That’s doing too much.
The ray.direction is a normalized vector in world space inside the closest hit program domain. Multiplying the ray.direction with the intersection distance gives the vector from ray.origin to the surface hit point. Since the ray.direction is normalized, the length() of that scaled vector is the intersection distance again. Means in your code.
float depth = t_hit;
If you want to write the depth as float value you would simply use a per-ray payload which contains such a “float depth;” member and fill it when the primary ray hits something with the variable of the rtIntersectionDistance semantic.

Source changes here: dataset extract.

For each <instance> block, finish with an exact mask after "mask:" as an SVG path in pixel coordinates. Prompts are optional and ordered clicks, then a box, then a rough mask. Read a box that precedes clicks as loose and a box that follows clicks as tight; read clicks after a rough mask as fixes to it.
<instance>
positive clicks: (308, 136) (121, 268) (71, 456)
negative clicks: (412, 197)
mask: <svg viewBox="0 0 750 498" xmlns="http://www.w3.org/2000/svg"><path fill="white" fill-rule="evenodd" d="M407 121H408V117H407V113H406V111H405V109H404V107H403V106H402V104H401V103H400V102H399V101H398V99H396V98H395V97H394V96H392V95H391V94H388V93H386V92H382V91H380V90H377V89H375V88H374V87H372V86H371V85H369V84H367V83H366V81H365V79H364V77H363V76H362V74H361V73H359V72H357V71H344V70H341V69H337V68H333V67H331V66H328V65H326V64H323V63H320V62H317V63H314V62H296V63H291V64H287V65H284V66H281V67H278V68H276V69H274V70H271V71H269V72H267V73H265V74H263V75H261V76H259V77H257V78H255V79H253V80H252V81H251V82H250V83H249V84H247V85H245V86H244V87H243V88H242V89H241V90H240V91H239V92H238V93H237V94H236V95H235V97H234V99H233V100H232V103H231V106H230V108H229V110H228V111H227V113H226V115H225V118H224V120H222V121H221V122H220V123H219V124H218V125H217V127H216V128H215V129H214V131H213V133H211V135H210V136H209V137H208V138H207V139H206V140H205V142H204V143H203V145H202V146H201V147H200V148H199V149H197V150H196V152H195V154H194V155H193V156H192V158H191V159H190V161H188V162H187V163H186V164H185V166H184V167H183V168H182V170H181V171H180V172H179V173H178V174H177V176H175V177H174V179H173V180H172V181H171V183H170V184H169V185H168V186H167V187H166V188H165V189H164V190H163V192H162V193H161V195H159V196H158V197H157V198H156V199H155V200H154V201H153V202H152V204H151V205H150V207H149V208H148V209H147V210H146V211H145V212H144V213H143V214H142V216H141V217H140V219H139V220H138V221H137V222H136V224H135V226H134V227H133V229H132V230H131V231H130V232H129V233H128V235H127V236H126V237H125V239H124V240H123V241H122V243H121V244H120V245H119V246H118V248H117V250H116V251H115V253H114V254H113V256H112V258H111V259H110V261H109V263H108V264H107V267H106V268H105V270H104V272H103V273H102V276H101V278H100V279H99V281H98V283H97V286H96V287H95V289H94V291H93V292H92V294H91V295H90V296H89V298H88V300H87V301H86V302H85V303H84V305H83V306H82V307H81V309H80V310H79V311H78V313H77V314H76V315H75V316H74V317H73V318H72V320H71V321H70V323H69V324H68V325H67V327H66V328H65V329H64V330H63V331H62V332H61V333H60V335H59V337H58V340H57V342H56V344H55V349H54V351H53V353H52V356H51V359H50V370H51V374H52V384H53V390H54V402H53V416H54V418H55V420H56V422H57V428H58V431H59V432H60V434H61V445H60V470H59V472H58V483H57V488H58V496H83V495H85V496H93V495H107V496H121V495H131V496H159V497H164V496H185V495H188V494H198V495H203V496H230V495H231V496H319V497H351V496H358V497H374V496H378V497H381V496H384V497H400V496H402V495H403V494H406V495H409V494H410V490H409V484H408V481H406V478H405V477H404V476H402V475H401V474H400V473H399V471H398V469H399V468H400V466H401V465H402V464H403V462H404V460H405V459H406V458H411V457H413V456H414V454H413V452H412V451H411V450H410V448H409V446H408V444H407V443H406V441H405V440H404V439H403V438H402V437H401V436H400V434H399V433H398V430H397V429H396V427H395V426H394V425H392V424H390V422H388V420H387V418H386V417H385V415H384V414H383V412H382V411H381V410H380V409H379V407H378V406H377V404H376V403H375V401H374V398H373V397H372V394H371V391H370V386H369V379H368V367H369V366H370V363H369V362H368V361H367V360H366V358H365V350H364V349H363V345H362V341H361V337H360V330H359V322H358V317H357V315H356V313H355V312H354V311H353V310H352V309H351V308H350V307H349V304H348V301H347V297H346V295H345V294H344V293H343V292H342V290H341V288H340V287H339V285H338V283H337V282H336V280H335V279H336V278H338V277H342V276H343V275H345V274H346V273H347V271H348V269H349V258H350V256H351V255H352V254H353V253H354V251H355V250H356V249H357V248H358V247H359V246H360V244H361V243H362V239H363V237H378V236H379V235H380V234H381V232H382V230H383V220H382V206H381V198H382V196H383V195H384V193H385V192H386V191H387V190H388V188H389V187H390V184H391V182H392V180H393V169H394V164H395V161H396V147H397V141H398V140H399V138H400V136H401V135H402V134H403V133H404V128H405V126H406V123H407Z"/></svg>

Means the local depth variable isn’t needed.
prd_radiance.depth = t_hit;
If the ray hits nothing, you could either initialize that per-ray payload member to your desired zFar value inside the ray generation program and have no miss program, or if you have a miss program anyway, write your zFar value there.

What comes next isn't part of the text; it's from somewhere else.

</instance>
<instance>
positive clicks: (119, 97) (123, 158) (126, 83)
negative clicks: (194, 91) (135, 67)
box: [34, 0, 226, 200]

There is also no need to store the same value into a float3. You can save that bandwidth.
The output buffer for that could be a single float value, or if you render colors as well, you could store RGB and depth into single float4 (better performance than separate buffers).
Be careful about depth values in case you want to merge this with a rasterizer!
If you simply store the intersection distance into the depth value in a pinhole camera you will get a radial depth, but that’s not how rasterizes do that. There the depth is on a planar plane with distance along the normally orthogonal view direction to that plane, not radial.